Yuksek daglari asip Aguas Caliantes'e vardik. Burda bizi tur rehberi karsiladi ve hep beraber bizi Machu Picchu'ya goturecek olan otobusumuze kurulduk. Virajli yollar sonunda girise vardik. 2360 metre yukseklikte And Daglari'nin tepelerinden birine kurulmus antik sehir gurubumuzdaki herkesin nefesini kesti. Gurubumuzda cok sevimli insanlar var. Kolombiyali Juan: kanser tedavisi gormus ve su an kendisine moral olsun diye geziye cikmis. Rus kizimiz Dasha: Los Angeles'ta yasayan serbest fotografci. Machu Picchu'yu gezdikten sonra Ayahuacsa ritueline katilacak. Ayahuasca Peru'ya ozgu bir bitki ve bundan yapilan icecek sayesinde insanlar bir nevi kendi ic yolculuklarina cikiyor. Fakat bu rituel icin insanin hazir olmasi gerekiyor. Aksi halde aklini bile yitirmesi olasiymis.  Cek arkadasimiz, iki koreli sevimli dostlarimiz, ve beni Rus kizi Dasha ile eslestirmeye calisan Iranli teyze Mercy:)
Tur rehberimiz esliginde Machu Picchu'yu arsinlamaya basladik. Guzeller guzeli Alison ile buralari arastirmaya gelen Mister No gibi hissediyorum kendimi. Inka uygarligi tum gorkemiyle karsimda.

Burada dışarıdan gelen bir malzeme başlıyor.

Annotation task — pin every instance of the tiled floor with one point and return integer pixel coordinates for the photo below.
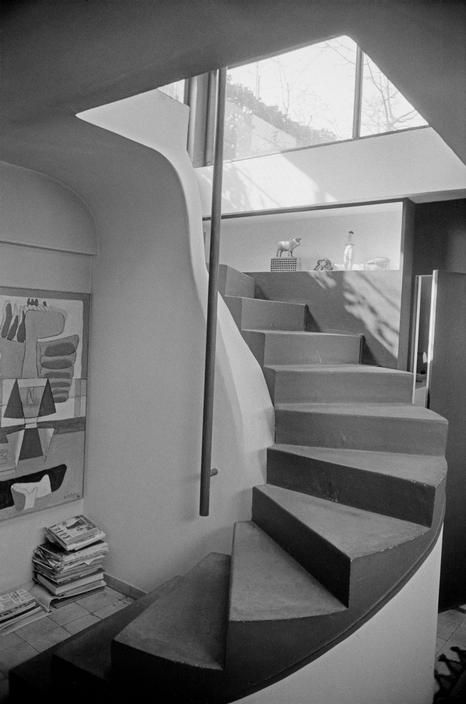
(451, 631)
(30, 640)
(60, 623)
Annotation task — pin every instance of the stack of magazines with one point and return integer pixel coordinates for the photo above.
(17, 608)
(70, 562)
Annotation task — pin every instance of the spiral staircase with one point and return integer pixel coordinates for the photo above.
(352, 506)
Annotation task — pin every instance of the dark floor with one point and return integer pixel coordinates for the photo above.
(35, 637)
(60, 623)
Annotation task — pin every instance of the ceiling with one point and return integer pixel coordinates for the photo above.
(59, 58)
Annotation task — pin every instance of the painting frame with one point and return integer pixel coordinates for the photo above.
(44, 352)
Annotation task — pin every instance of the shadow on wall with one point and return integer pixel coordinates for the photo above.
(362, 302)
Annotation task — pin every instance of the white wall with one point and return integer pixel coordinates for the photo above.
(38, 211)
(248, 243)
(147, 356)
(375, 168)
(389, 660)
(41, 213)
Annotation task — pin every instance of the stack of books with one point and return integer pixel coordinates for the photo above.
(17, 608)
(70, 562)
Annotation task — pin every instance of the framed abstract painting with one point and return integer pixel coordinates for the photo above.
(43, 389)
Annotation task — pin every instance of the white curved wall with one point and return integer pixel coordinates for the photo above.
(147, 358)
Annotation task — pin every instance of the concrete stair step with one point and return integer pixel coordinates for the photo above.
(86, 658)
(279, 614)
(287, 347)
(267, 315)
(352, 552)
(179, 641)
(369, 426)
(267, 584)
(81, 663)
(325, 383)
(232, 282)
(400, 485)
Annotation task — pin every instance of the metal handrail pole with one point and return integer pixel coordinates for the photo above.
(211, 332)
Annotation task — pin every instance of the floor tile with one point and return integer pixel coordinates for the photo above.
(15, 654)
(42, 634)
(448, 622)
(110, 609)
(80, 623)
(94, 602)
(68, 613)
(113, 593)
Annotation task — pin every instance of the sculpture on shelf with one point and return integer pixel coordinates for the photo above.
(288, 246)
(348, 251)
(323, 264)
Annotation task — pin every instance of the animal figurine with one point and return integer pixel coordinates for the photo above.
(323, 265)
(288, 246)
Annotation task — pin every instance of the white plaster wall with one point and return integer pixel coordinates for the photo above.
(389, 660)
(248, 243)
(147, 356)
(38, 211)
(375, 168)
(42, 211)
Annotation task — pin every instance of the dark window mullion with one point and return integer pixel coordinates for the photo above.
(358, 78)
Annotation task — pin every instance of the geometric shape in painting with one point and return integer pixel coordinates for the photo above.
(6, 463)
(47, 405)
(46, 435)
(31, 396)
(56, 360)
(15, 440)
(25, 493)
(55, 475)
(31, 446)
(14, 408)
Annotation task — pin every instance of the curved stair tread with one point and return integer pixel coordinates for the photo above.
(405, 411)
(343, 368)
(268, 584)
(304, 333)
(423, 469)
(188, 625)
(352, 531)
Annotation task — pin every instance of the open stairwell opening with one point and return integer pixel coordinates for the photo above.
(352, 507)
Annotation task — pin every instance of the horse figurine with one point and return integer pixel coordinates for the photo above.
(288, 246)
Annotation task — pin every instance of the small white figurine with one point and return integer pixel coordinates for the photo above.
(288, 246)
(348, 251)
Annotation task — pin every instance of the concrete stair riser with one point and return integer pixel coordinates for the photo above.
(234, 283)
(387, 494)
(365, 432)
(303, 348)
(251, 313)
(330, 566)
(180, 640)
(366, 384)
(355, 575)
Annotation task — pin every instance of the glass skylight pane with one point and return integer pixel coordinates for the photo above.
(174, 90)
(293, 100)
(384, 108)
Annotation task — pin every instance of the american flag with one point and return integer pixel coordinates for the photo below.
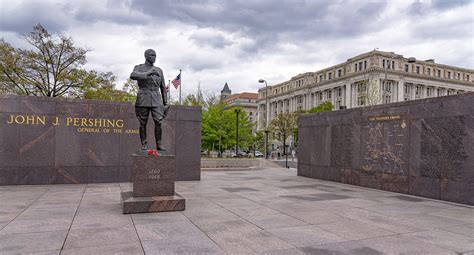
(177, 81)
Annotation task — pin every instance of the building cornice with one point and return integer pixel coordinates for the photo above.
(369, 71)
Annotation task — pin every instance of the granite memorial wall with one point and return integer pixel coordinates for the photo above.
(422, 147)
(54, 140)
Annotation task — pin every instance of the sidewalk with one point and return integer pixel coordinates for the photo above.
(269, 211)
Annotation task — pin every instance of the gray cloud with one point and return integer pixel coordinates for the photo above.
(269, 22)
(241, 41)
(426, 8)
(21, 17)
(210, 39)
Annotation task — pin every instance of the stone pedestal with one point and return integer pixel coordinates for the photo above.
(153, 180)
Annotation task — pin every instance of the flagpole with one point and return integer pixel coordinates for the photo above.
(169, 91)
(180, 85)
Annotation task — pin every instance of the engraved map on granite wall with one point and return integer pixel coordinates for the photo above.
(385, 146)
(442, 150)
(341, 143)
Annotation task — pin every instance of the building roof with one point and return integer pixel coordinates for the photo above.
(243, 95)
(226, 89)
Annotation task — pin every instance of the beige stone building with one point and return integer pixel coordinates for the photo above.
(246, 100)
(375, 77)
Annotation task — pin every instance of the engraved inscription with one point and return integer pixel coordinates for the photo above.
(385, 147)
(442, 150)
(341, 140)
(154, 174)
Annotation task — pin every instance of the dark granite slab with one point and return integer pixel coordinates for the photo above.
(62, 140)
(421, 147)
(131, 204)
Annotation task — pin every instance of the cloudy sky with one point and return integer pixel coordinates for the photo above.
(240, 42)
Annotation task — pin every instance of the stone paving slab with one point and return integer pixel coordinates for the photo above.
(32, 242)
(270, 211)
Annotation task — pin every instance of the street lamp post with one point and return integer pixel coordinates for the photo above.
(266, 116)
(237, 111)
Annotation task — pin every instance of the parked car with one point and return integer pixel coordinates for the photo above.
(242, 154)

Yemyesil daglarla cevrili antik sehirde bizlere lamalar eslik ediyor. Dagdan inisi ise yuruyerek yaptim. 3000 merdivenin mevcut oldugu inisim 2 saat surdu. Inerken bana agaclar, degisik bitkiler ve bocekler eslik etti. Urubamba nehrinin sesi ise ortama baska bir hava katti. Sonrasinda gruptaki dostlarla vedalasip, geldigim yolun aynisini katedip Cuzco'ya dondum. Donerken otobuste Dasha ile yan yana oturduk. Bir nevi Patricia oldu gezim boyunca:)

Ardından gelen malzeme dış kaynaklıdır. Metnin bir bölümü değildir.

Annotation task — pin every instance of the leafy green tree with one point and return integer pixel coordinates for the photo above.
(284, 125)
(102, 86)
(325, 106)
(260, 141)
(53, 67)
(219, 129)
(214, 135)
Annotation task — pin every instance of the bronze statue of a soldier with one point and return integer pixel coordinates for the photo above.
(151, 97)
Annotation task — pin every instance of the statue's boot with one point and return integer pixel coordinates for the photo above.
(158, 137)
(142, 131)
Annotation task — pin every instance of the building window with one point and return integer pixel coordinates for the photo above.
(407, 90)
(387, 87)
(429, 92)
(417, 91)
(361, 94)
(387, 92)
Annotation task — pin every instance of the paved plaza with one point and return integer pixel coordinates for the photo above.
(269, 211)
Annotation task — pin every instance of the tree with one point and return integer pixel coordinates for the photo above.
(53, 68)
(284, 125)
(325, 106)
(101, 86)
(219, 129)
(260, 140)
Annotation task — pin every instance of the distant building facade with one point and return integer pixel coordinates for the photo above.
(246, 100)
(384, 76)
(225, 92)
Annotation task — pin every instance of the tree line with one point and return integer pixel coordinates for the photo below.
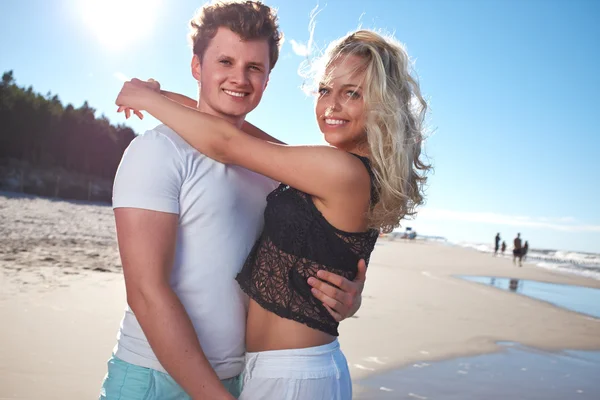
(42, 132)
(49, 149)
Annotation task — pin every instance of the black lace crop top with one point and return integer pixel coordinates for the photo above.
(296, 242)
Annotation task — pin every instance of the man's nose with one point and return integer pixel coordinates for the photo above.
(240, 76)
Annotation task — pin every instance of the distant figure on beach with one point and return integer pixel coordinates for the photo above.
(330, 210)
(525, 250)
(185, 225)
(497, 246)
(517, 250)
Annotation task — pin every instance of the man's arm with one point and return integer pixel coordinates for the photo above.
(147, 246)
(341, 297)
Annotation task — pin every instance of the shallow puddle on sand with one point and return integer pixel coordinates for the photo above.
(517, 372)
(580, 299)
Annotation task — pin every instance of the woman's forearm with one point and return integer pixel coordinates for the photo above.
(247, 127)
(179, 98)
(208, 134)
(258, 133)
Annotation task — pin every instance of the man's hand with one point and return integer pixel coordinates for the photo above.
(344, 300)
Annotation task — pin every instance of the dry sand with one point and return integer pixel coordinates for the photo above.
(62, 297)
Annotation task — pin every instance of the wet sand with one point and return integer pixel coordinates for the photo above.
(516, 372)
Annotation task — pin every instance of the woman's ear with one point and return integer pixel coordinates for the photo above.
(196, 68)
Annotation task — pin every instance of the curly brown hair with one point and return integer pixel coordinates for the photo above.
(251, 20)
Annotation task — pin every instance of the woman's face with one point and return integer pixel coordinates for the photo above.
(340, 108)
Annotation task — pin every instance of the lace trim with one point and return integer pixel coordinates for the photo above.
(284, 313)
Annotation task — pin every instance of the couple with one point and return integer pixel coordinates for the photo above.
(189, 200)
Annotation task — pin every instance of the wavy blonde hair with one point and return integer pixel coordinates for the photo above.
(395, 123)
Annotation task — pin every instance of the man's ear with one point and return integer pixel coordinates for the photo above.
(196, 68)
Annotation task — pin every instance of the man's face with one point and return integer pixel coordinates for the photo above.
(233, 75)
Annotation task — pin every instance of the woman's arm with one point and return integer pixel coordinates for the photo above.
(321, 171)
(249, 128)
(180, 98)
(258, 133)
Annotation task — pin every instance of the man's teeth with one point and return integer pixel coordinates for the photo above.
(235, 94)
(330, 121)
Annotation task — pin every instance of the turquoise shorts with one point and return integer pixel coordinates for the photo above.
(126, 381)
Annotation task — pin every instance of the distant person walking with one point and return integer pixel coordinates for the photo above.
(497, 246)
(517, 250)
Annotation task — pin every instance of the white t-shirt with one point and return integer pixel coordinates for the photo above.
(220, 211)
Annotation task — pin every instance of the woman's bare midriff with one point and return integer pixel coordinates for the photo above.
(267, 331)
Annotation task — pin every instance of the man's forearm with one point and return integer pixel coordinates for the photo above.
(173, 339)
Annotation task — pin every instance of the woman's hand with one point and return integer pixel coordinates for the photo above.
(128, 91)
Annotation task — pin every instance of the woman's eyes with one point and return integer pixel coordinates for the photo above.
(353, 94)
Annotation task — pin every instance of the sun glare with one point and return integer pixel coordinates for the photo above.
(119, 23)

Cuzco'dan itibaren yoluma otobusle devam ettim. Titicaca golu kenarindaki Puno sehrinde bir gece konakladiktan sonra Bolivya'ya gectim. Peru sinirindan gecisim kolay oldu ama Bolivya sinirinda epey bekledik. Sebebi ise tembel gumruk gorevlileri oldu:) Titicaca golu, dunya uzerindeki en yuksek rakimli gollerden biri oldugu icin ozel bir yer. Aymara dilindeki anlami Puma Kayasi demekmis. Efsaneye göre ilk İnka Kralı Manco Capac, Güneş Adası'nda ilk olarak, kedi başını andıran bir kayaya çıkar. Göl haritasına baş aşağı bakıldığında, yatan kedi formu ayırt edilebilir. Golun bir diger ozelligi ise yuzen adaciklari. Golun bir kismini botlarla katettik ve Copacabana sehrini gecip baskent La Paz'a vardim.

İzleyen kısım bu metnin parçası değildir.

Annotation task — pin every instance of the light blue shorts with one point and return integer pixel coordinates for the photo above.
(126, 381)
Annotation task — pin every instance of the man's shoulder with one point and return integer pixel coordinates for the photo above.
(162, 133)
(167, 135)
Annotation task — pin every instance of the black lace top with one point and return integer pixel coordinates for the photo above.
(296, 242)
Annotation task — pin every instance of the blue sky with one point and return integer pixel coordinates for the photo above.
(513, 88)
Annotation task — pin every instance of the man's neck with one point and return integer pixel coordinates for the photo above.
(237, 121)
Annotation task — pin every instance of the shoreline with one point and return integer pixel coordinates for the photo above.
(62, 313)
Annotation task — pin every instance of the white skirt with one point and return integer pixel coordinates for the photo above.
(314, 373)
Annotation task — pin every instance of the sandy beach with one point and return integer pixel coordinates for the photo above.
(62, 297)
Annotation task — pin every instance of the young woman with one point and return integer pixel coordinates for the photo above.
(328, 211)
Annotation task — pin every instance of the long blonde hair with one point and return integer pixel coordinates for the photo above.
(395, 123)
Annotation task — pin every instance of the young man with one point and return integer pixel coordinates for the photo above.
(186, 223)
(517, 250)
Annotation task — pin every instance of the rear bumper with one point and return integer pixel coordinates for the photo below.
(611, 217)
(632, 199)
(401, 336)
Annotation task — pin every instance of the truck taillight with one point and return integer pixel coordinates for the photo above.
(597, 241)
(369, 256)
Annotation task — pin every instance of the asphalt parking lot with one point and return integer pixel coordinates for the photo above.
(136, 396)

La Paz, baris demek. Sehir El Alto isimli baska bir sehir ile birlesmis ve koca bir beton yigini halini almis malesef.  Sehir ici kesmekes. Ne kaldirim ne de dogru duzgun yollar mevcut. Mirador Killi Killi isimli tepeden sehri izledikten sonra Santa Cruz sehrine gitmek icin yola ciktim.



Santa Cruz, La Paz'a gore daha bir guney amerika sehri. Mister No'nun son olarak yerlestigi Rurrenabaque sehrine de daha yakin. Paraguay'a gecis zamanim yaklasiyor. Uzun surecek otobus yolculugunu goze alamayinca ''Amaszonas'' Havayollarinin 30 kisilik ucagi ile Asuncion'a ucuyorum. Gece suren yolculuk boyunca gokyuzunde simsekler cakti, ucak kucuk oldugu icin cok sallandi. Ama sonunda Asuncion'a sag salim vardim. Yemyesil ve Santa Cruz gibi Guney Amerika'yi yansitan bir sehir Asuncion. Paraguay insanlari Bolivya ve Peru'ya gore daha uzun boylu. Sehri yine yuruyerek dolastim.

Santa Cruz:



Asuncion:



Brezilya sinirindaki Cuidad del este sehrine otobus ile yola ciktim. 10 saat suren yolculuk sonunda anne kizin islettigi butik bir otelde kaldim. Kus sesleri ile uyanip yine yollara dustum. Ciudad del Este sehri bir nevi ucuz ve sahte elektronik esyalarin satildigi bir ticaret sehri. Sehrin karsisinda Brezilya'nin Foz sehri var. Brezilya-Paraguay sinirini yuruyerek gectim. Iki ulke sinirini Parana nehri olusturuyor. Nehir uzerindeki kopruyu gecmek ise harika bir deneyimdi.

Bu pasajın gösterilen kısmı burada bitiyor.